FedEx Cuts Ties with Amazon

FedEx says it will no longer make ground deliveries for Amazon as the online shopping giant builds its own fleet and becomes more of a threat to delivery companies. The announcement Wednesday comes two months after FedEx terminated its air delivery contract with Amazon. FedEx said dumping Amazon is part of its plan to go after more e-commerce deliveries from other companies.

Traditional retailers like Walmart and Target want to sell more of their goods online, which in turn allows FedEx to distance itself from Amazon.com without suffering the same competitive damage it might once have.

“This does not come as a surprise to us,” Citi Research analyst Christian Wetherbee said in a note to clients. “The company is clearly trying to move away from its partnership with Amazon and we believe it is using this move as a selling point to win new non-Amazon business.” Cowen analyst Helane Becker said FedEx’s profit margin on Amazon shipments is probably in the “very low single digits,” and she believes the company can replace those packages with more profitable business from other retailers.
Amazon is growing its own fleet of air and ground transportation, giving it more control of how its packages are delivered while reducing its reliance on FedEx, UPS and the U.S. Postal Service.

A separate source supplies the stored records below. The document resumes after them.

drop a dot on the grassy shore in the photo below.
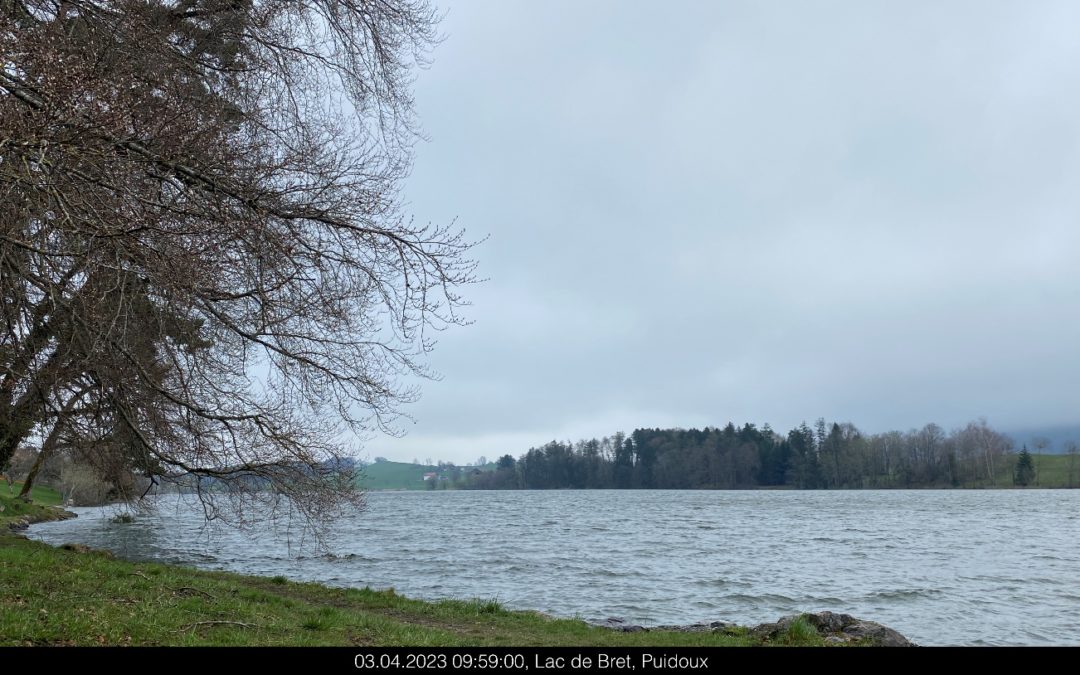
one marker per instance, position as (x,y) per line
(57,596)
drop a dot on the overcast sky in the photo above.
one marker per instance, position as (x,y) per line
(766,212)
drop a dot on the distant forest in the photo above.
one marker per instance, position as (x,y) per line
(822,457)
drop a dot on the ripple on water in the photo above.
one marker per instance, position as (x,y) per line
(942,567)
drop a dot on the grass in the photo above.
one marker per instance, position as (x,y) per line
(53,596)
(800,632)
(43,496)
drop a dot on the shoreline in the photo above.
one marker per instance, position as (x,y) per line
(75,595)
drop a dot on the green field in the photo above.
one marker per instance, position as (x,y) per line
(387,475)
(394,476)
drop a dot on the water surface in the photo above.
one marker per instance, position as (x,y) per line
(943,567)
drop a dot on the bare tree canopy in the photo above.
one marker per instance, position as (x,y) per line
(206,275)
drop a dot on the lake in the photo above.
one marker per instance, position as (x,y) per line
(943,567)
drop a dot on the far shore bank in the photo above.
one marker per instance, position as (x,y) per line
(75,595)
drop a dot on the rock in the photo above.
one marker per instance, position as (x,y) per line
(78,548)
(620,624)
(837,629)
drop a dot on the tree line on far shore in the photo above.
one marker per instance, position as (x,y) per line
(826,456)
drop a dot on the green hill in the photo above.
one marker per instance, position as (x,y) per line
(387,475)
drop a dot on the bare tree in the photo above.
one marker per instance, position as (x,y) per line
(206,277)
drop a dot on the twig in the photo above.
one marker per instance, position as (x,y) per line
(192,626)
(181,590)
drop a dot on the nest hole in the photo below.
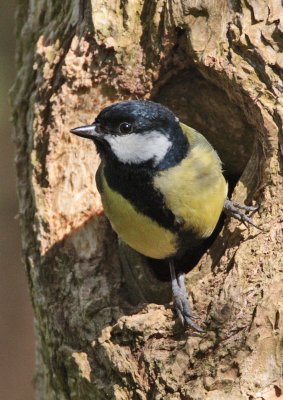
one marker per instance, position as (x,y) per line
(206,107)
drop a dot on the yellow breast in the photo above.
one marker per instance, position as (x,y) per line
(195,190)
(137,230)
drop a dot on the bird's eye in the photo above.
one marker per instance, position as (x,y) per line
(125,127)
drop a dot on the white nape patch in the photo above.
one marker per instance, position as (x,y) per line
(137,148)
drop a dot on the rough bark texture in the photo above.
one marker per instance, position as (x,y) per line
(219,66)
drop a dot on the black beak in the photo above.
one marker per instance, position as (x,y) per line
(87,131)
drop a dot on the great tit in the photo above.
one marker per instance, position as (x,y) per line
(161,185)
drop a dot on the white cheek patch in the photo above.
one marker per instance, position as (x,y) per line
(137,148)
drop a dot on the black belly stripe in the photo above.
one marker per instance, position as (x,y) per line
(136,185)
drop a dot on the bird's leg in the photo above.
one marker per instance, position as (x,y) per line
(181,298)
(233,209)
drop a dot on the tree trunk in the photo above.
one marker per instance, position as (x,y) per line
(104,325)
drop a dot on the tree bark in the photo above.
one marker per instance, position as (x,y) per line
(104,325)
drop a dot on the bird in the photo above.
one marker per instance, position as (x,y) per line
(161,185)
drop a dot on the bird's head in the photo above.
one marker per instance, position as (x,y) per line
(137,132)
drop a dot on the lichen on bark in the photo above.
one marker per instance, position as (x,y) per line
(218,65)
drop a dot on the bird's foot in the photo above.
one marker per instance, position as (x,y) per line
(181,299)
(237,210)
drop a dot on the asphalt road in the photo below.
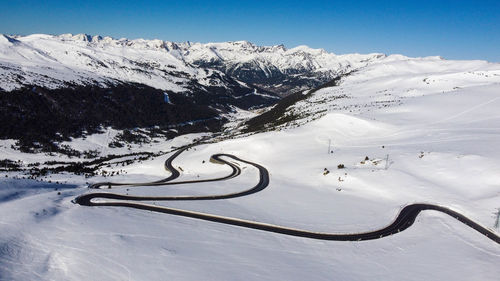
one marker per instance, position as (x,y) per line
(404,219)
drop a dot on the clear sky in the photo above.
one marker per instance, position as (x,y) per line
(452,29)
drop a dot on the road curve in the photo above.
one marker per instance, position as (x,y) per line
(403,220)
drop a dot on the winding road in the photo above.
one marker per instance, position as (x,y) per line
(404,219)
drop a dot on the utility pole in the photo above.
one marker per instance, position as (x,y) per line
(497,221)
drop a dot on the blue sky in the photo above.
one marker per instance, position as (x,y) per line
(452,29)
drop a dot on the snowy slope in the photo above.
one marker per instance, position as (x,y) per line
(58,61)
(436,120)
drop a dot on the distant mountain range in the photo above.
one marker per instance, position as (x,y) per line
(55,87)
(58,61)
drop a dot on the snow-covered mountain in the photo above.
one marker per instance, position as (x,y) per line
(58,61)
(405,130)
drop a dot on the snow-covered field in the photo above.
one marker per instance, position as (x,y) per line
(435,121)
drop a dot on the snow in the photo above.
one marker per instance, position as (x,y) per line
(437,121)
(51,61)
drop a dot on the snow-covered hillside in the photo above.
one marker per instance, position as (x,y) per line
(58,61)
(406,130)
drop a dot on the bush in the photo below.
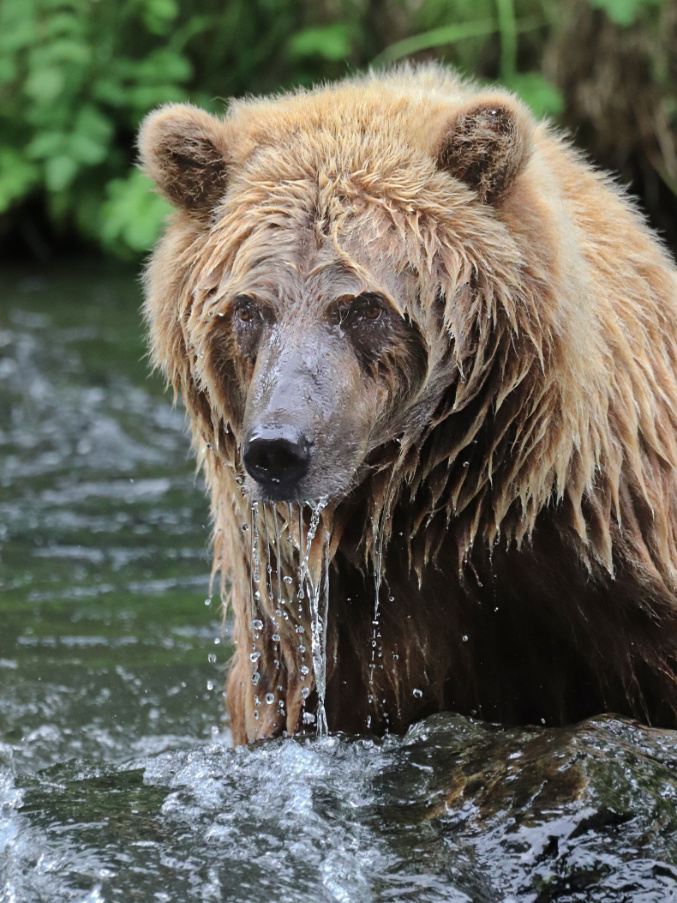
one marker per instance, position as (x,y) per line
(77,77)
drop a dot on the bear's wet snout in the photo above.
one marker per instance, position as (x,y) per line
(278,459)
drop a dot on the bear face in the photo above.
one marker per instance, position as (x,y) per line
(403,300)
(321,317)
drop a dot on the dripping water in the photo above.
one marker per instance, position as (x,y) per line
(317,594)
(378,532)
(316,591)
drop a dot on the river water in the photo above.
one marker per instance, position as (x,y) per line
(117,778)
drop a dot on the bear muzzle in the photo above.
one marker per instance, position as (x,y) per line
(278,459)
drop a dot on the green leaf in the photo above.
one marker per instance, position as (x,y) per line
(332,42)
(60,172)
(537,92)
(45,84)
(18,176)
(133,215)
(622,12)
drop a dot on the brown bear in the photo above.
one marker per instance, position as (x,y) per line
(429,357)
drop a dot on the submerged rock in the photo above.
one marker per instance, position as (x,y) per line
(455,811)
(586,813)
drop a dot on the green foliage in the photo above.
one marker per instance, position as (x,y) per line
(77,77)
(623,12)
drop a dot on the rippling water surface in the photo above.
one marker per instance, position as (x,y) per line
(117,780)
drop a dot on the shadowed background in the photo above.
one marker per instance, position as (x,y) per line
(77,77)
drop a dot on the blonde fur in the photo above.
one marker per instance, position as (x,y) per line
(544,426)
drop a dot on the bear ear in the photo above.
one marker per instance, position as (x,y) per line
(183,150)
(486,146)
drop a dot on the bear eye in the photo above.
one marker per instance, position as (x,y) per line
(246,310)
(368,307)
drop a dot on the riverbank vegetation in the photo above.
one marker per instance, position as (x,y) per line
(77,76)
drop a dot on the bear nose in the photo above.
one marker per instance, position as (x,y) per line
(277,457)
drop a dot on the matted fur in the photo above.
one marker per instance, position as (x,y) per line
(522,489)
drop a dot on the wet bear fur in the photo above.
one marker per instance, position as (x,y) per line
(494,428)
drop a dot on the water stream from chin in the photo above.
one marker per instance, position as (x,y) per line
(311,543)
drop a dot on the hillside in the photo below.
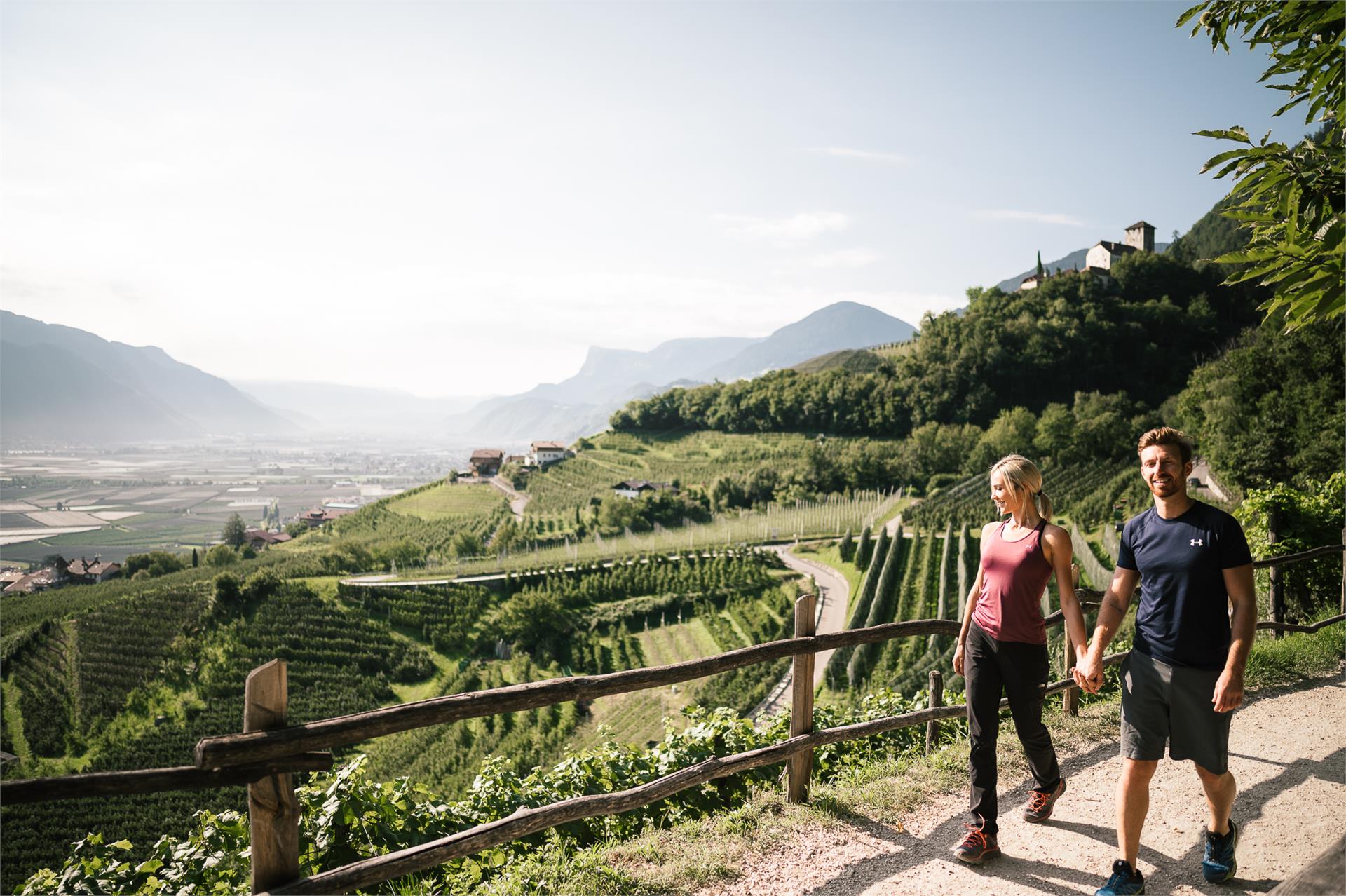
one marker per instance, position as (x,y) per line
(67,383)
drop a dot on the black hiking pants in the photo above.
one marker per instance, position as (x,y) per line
(1021,672)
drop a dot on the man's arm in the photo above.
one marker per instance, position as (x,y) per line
(1243,623)
(1113,610)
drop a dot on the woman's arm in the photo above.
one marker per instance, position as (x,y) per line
(1057,548)
(967,613)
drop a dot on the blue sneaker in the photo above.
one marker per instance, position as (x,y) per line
(1123,881)
(1220,864)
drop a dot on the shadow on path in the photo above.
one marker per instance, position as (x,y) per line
(1057,876)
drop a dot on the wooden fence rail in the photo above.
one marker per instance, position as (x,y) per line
(267,751)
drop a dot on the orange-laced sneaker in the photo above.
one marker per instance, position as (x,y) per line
(976,846)
(1040,803)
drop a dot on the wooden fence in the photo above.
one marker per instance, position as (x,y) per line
(268,751)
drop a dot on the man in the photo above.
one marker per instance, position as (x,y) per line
(1185,674)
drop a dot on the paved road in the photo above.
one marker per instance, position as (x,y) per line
(834,597)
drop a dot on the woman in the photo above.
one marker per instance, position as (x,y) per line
(1003,646)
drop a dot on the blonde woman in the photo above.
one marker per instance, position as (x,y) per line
(1003,646)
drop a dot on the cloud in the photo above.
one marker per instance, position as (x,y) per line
(845,259)
(805,225)
(864,155)
(1037,217)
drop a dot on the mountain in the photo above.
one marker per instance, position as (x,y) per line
(67,383)
(610,377)
(326,405)
(844,325)
(1075,260)
(852,360)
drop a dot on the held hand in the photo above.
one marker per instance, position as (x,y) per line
(1089,673)
(1229,692)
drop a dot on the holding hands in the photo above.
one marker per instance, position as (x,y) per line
(1088,673)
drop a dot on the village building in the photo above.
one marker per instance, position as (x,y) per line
(317,517)
(260,538)
(545,452)
(1141,237)
(81,572)
(33,583)
(487,462)
(639,487)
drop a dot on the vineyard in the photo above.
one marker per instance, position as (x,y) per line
(914,575)
(450,501)
(426,518)
(339,663)
(1087,493)
(805,518)
(695,459)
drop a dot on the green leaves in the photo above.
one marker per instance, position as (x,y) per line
(1289,197)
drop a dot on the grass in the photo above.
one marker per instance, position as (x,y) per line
(1294,657)
(714,849)
(450,501)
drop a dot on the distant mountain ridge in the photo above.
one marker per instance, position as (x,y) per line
(610,377)
(65,383)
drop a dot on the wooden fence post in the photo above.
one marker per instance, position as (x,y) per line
(1278,585)
(801,705)
(936,700)
(272,808)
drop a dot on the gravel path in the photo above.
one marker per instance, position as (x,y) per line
(1287,752)
(834,597)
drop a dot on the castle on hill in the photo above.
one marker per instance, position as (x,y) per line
(1141,237)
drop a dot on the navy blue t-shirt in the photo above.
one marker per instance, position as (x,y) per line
(1183,613)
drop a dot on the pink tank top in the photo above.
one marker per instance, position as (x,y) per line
(1014,575)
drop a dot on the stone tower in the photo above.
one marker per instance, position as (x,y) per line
(1142,236)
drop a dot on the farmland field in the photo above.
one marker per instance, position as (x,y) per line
(450,501)
(118,503)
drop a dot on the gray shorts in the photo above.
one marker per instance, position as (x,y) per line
(1162,702)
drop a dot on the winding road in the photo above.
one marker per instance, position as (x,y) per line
(834,597)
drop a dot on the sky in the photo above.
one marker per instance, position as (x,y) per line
(459,198)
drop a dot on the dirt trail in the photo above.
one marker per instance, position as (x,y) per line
(517,501)
(1287,752)
(834,597)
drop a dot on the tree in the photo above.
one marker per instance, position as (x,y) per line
(1290,198)
(236,531)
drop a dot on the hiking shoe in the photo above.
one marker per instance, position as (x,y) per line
(976,846)
(1218,862)
(1040,803)
(1124,881)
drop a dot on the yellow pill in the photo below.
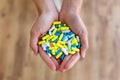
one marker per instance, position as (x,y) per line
(65,46)
(53,53)
(55,38)
(75,49)
(58,56)
(64,28)
(41,42)
(53,48)
(54,31)
(59,29)
(71,52)
(45,37)
(56,22)
(49,38)
(61,36)
(61,42)
(59,45)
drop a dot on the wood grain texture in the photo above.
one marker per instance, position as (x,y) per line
(102,62)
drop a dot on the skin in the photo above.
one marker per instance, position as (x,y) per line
(47,14)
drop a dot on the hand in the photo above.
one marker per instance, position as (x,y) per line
(76,24)
(40,28)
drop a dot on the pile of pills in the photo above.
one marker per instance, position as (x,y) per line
(60,41)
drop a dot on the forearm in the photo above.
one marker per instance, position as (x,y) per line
(72,5)
(45,5)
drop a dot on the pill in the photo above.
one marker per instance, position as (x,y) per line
(45,37)
(55,38)
(56,22)
(60,41)
(71,52)
(64,28)
(61,36)
(54,31)
(75,49)
(62,57)
(64,51)
(59,55)
(41,42)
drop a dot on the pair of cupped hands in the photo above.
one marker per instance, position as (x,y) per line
(43,24)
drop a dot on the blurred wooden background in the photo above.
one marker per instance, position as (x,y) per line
(102,62)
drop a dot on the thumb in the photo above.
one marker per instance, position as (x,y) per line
(33,41)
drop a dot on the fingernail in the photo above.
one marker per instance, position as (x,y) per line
(83,55)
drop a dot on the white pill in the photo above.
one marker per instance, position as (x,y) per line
(78,39)
(64,51)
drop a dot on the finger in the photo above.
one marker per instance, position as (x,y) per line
(33,41)
(55,62)
(72,61)
(84,42)
(62,66)
(47,59)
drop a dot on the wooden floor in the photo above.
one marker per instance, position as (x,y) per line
(102,62)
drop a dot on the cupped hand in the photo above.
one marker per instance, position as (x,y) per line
(41,26)
(74,21)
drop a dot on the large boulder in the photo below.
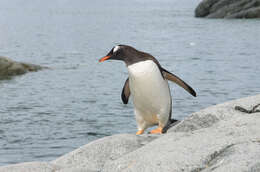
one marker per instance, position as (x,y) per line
(9,67)
(228,9)
(219,138)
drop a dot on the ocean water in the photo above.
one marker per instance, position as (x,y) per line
(46,114)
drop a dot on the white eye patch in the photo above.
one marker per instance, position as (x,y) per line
(116,48)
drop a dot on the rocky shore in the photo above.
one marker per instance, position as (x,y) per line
(228,9)
(9,67)
(219,138)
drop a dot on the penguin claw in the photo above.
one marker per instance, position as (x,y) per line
(157,130)
(139,132)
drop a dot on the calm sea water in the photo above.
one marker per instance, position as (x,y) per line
(46,114)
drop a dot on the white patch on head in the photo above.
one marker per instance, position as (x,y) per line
(116,48)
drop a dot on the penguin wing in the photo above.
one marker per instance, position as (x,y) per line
(125,92)
(169,76)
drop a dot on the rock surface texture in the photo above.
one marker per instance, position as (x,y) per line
(228,9)
(9,67)
(218,138)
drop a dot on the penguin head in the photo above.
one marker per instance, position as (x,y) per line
(121,52)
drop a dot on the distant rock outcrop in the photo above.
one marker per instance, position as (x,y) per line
(216,139)
(9,67)
(228,9)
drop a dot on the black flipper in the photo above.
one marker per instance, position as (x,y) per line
(169,76)
(125,92)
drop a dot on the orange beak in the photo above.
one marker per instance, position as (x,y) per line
(104,58)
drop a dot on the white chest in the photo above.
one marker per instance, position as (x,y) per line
(149,89)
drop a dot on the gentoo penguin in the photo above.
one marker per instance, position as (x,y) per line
(148,85)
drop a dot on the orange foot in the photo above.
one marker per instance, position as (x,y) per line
(139,132)
(157,130)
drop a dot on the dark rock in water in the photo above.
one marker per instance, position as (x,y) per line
(228,9)
(9,67)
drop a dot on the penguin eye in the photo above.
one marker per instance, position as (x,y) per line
(115,49)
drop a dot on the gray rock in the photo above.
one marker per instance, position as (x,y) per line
(9,67)
(228,9)
(228,141)
(94,155)
(30,167)
(218,138)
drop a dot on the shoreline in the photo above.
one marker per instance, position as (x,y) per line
(217,138)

The Seattle-based company has leased jets, built package-sorting hubs at airports and launched a program to let its contractor drivers start their own businesses delivering packages in vans stamped with the Amazon logo.

Amazon spent $27.7 billion on sorting and shipping costs last year, up from $16.2 billion two years earlier. Amazon doesn’t say how much of its packages flow through FedEx, but it’s likely a much smaller amount compared to UPS and the U.S. Postal Service. FedEx said that Amazon made up just 1.3% of its total revenue in 2018, or about $850 million.